On Monday, the Federal Trade Commission’s expert witness Carl Shapiro defended the methodology of his study which concluded that between 2006 and 2016, Qualcomm established monopoly power in the market of computer chips connecting smartphones to cellular networks and used that power to leverage higher royalties and harm its competitors.
Qualcomm denies the assertions, claiming it never had monopoly power and to the extent it did, never used that power to leverage higher royalties. It also says competitors like Intel lagged behind because they weren’t as efficient with their research and development spending.
But the government says that isn’t the case, and accuses Qualcomm of cheating. It has based a large portion of its case on the expert testimony of Shapiro, a professor of economics at University of California, Berkeley.
“Qualcomm’s strategy has been to keep effective, real royalties paid by OEMs [original equipment manufacturers] from falling, and they’ve used chip tactics and other strategies for doing that,” he said during the trial on Monday.
OEMs include smartphone manufactures like Apple, Samsung, LG and others who use Qualcomm processors to connect their devices to cellular networks.
Qualcomm processors are generally considered to be the vanguard of wireless technology, as it was the leader in 4G LTE and rumored to be ahead of competitors in the race to 5G.
At the heart of the trial is Qualcomm’s “no license, no chips” policy, purportedly used by Qualcomm, which knew companies relied on its chips, to extract high royalty fees.

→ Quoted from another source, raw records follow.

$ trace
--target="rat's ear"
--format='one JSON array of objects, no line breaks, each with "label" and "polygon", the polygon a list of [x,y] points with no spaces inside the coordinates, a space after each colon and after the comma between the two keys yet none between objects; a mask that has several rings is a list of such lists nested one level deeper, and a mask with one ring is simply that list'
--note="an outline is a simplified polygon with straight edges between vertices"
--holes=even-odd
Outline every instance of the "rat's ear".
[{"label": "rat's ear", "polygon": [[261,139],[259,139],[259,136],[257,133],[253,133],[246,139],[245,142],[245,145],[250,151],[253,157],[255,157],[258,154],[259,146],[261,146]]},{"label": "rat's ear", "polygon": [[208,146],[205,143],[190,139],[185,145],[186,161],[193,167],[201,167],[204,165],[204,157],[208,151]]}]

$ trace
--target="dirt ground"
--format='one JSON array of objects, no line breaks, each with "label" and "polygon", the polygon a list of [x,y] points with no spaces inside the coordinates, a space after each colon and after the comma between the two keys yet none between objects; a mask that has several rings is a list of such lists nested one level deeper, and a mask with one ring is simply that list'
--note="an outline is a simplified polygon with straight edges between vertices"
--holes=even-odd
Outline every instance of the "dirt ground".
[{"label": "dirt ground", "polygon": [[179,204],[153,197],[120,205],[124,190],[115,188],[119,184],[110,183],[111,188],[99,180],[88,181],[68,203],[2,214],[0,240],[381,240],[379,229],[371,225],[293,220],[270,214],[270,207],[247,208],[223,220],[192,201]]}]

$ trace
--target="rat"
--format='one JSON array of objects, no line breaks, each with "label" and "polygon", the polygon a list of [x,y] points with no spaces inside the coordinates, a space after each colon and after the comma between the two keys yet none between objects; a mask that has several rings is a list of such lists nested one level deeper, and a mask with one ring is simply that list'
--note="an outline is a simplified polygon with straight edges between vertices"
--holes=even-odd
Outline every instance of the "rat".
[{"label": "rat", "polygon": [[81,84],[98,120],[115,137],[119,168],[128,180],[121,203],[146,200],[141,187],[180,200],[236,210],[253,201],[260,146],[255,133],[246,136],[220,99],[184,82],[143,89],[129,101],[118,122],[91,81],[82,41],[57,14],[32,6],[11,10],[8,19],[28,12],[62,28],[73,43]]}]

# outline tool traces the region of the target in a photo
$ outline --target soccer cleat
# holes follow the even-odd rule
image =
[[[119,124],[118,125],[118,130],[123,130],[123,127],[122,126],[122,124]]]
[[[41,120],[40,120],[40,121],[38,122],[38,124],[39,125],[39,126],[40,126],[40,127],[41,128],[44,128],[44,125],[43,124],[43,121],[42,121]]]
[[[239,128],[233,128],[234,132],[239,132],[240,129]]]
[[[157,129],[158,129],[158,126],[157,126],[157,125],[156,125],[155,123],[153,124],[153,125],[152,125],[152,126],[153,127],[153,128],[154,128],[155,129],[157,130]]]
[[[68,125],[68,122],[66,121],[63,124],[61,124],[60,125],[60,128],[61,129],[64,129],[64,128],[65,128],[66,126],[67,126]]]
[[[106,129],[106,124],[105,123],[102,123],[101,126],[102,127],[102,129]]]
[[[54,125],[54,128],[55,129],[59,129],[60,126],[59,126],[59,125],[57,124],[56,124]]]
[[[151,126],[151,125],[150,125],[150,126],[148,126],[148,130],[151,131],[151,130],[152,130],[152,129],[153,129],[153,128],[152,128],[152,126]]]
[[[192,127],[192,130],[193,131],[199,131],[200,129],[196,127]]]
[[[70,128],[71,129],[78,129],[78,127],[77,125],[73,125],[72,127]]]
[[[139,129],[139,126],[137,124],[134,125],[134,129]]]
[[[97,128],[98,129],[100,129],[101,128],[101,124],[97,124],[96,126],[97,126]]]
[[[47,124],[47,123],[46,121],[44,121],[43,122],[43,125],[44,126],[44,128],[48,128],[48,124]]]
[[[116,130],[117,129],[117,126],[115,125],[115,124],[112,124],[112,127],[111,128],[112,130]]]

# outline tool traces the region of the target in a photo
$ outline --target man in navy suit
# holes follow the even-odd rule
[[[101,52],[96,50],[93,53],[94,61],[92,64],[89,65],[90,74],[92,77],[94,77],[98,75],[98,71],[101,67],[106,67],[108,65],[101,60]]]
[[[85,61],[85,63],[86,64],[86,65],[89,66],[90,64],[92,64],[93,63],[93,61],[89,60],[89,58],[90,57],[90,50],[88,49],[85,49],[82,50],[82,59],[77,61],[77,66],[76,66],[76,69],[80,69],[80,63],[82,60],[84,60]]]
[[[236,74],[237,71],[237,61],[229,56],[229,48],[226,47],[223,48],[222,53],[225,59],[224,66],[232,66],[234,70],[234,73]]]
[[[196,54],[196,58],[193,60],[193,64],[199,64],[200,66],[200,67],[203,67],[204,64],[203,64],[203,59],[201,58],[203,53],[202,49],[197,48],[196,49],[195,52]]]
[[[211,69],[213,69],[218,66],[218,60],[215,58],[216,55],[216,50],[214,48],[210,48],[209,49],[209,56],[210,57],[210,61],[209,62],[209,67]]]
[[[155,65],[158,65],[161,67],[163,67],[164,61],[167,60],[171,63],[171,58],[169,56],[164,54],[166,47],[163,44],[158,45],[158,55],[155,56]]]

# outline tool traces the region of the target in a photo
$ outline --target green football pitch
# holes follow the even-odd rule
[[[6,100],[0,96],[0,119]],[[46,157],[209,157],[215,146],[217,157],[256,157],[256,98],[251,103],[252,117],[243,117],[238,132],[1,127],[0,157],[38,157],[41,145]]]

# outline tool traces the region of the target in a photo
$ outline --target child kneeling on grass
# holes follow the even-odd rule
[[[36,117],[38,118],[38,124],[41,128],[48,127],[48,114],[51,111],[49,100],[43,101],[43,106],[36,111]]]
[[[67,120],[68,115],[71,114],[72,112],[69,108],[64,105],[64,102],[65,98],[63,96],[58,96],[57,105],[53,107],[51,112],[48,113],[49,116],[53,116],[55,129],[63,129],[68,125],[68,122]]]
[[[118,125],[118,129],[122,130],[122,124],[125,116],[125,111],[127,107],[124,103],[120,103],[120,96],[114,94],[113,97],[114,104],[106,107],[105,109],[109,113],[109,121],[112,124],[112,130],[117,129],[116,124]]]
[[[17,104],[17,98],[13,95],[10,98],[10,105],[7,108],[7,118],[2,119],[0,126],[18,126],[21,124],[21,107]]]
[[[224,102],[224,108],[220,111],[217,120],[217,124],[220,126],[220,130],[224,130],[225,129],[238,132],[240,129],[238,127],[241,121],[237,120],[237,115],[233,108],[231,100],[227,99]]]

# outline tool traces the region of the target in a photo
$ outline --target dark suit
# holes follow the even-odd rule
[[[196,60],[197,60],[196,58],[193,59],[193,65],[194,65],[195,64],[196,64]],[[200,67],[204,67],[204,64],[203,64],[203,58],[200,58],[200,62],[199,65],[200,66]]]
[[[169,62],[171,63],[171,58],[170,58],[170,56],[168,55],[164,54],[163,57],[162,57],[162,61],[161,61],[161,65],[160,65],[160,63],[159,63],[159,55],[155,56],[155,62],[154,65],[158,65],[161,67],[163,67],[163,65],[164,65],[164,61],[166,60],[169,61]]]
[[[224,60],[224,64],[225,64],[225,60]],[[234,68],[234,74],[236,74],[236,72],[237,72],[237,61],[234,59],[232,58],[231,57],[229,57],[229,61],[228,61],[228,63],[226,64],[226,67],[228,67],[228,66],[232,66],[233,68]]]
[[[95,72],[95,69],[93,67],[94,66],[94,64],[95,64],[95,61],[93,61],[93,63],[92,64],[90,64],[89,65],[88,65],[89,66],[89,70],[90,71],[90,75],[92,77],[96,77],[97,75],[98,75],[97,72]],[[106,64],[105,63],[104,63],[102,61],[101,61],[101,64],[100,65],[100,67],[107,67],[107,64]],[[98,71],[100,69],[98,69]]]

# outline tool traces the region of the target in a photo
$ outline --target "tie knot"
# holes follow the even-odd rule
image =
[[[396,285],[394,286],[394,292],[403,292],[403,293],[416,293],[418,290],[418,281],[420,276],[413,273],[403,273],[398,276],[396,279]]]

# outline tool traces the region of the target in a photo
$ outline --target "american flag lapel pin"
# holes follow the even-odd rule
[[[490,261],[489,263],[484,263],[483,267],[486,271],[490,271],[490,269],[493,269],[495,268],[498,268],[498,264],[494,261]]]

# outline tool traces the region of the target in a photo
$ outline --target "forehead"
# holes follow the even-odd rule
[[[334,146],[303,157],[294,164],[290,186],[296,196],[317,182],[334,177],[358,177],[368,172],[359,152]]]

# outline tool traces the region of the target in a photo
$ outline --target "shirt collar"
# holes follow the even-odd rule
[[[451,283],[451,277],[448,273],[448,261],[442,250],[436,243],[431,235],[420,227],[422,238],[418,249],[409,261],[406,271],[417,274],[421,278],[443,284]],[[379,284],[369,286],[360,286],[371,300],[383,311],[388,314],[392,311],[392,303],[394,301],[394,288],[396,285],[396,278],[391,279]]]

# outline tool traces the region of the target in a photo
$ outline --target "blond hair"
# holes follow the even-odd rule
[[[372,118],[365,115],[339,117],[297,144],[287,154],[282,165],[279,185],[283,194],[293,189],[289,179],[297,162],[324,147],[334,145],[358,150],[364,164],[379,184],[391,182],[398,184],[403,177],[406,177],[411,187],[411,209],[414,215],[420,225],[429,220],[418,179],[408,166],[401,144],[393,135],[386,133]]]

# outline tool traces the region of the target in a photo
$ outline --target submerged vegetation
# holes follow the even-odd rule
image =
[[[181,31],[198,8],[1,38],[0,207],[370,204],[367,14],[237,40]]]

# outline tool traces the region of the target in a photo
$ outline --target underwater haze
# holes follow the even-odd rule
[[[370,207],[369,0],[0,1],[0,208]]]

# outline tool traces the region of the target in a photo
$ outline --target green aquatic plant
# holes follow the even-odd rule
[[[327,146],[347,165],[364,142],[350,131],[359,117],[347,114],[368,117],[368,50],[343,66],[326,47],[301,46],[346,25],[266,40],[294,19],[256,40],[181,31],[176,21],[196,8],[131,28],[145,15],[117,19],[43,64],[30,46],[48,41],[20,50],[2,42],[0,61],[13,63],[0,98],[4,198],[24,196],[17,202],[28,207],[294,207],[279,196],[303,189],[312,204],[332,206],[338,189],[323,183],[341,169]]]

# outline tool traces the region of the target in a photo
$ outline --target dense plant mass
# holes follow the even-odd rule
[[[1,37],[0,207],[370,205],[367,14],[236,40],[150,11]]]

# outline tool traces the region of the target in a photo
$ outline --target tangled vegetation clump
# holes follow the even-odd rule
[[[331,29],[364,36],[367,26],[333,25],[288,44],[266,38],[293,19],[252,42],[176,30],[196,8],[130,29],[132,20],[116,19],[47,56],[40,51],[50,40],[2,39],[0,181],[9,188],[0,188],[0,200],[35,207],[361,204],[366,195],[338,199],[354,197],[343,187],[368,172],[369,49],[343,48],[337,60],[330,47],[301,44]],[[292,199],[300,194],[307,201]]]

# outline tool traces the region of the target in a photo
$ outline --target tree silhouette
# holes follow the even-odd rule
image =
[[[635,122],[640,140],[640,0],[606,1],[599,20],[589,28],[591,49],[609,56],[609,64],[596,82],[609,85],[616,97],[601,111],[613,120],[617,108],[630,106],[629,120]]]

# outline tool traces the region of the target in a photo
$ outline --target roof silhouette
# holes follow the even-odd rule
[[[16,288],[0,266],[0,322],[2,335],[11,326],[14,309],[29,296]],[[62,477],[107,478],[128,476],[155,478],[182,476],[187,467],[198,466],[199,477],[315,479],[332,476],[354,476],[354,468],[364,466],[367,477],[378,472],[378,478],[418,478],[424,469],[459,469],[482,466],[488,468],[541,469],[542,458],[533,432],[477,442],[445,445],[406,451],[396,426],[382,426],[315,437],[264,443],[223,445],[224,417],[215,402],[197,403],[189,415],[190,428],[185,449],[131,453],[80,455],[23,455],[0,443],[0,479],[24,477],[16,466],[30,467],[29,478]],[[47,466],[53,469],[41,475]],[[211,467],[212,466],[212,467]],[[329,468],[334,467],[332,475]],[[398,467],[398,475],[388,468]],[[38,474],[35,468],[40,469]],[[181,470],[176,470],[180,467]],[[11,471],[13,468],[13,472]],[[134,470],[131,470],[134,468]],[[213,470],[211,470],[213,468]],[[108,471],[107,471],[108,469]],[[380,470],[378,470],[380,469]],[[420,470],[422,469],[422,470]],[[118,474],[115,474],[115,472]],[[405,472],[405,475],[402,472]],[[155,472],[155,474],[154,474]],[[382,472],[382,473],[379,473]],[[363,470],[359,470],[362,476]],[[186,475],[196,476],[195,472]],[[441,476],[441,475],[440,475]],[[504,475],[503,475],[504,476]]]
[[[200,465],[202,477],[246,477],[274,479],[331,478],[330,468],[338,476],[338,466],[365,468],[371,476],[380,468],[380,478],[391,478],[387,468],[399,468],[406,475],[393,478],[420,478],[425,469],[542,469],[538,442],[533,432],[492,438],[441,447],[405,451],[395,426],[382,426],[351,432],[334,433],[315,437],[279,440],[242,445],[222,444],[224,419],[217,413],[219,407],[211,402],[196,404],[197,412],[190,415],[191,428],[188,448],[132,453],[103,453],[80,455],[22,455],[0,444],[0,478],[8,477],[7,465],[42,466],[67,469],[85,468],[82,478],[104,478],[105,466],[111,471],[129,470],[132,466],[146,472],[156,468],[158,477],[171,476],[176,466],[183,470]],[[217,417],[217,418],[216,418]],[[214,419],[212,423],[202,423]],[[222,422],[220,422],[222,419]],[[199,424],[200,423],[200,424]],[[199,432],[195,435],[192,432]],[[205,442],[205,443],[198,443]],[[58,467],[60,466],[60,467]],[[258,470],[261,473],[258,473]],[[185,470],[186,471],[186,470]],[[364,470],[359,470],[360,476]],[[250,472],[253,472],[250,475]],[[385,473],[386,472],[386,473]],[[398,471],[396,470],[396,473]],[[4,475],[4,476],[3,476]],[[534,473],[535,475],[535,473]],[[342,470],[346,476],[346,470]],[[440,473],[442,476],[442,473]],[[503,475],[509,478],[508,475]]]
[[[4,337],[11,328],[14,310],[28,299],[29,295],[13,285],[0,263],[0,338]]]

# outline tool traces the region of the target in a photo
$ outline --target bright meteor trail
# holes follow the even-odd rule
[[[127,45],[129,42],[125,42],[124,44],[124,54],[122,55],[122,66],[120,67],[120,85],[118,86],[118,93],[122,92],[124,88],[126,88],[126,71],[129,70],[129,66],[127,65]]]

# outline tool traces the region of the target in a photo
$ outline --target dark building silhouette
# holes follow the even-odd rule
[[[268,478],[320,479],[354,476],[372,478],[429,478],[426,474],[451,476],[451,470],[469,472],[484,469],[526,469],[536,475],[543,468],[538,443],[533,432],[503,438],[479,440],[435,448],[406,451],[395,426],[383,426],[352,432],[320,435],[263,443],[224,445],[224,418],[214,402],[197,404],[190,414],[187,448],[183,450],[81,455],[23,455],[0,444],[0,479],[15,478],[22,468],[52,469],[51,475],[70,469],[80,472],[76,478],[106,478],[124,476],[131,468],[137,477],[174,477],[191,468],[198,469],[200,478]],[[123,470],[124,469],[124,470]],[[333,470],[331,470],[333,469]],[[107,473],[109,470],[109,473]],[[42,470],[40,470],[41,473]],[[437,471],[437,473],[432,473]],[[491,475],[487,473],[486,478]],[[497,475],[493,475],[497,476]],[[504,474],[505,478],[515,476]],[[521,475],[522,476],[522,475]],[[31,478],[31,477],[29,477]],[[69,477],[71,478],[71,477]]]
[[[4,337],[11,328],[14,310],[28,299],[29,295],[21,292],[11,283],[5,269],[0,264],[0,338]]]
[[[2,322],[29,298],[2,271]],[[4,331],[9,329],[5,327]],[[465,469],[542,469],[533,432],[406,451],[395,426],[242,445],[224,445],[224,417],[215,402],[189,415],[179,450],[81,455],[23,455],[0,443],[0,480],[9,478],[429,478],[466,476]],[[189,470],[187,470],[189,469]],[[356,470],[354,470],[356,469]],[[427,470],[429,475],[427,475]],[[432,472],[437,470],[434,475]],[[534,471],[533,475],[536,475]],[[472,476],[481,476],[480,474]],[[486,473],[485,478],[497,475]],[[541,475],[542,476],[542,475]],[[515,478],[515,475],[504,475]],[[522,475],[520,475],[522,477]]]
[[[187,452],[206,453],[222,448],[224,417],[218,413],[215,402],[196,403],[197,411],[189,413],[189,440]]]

Apple, which is battling Qualcomm over licensing fees and patent issues in courts around the globe, sent two executives to testify on behalf of the FTC, saying it had few to no options when negotiating its license fees. Qualcomm says company had significant leverage, including the option to simply not pay them.
Meanwhile, the FTC claims Shapiro’s study shows markets for two different types of modem chips were hurt by Qualcomm’s policy.
But Aviv Nevo, a professor at the University of Pennsylvania and Qualcomm’s expert witness, said he conducted a thorough economic analysis of the markets during the time span established by the FTC and said the agency’s theory doesn’t hold water.
“FTC’s theory is just not borne out by market data,” Nevo testified Friday. He also noted the industry is thriving and that in theory royalty rates should have risen relative to an increase in market share, which he says is not confirmed by the data.
On redirect, the FTC’s attorney attempted to make the case that Nevo cherry-picked data by focusing only on certain aspects of the royalties, oversimplifying what are in practice extremely complex contracts.
Nevo countered by saying he studied only the parts of the contracts on which the FTC based its theories. He also threw cold water on several of Shapiro’s conclusions, saying Shapiro used arbitrary time periods and failed to use real-world data, instead relying on hypothetical scenarios.
On Monday, Shapiro fired back by calling Nevo’s analysis “all messed up” and “sloppy.”
Shapiro also said Qualcomm didn’t use market power to raise royalties but instead to keep them from falling, meaning Nevo’s analysis is insufficient to show how the company used monopoly power. Shapiro also said the data does not account for how Qualcomm negotiated the royalty rates used in the models, likening it to a kayak race where you judge the final results without noting one team puts rocks in the path of the other.
The competing testimonies of the expert witnesses figure to factor heavily in U.S. District Judge Lucy Koh’s decision on whether to grant the injunctions the FTC seeks to halt Qualcomm’s licensing practices.
Closing arguments are slated for Tuesday and Koh will rule from the bench at some point after the trial concludes.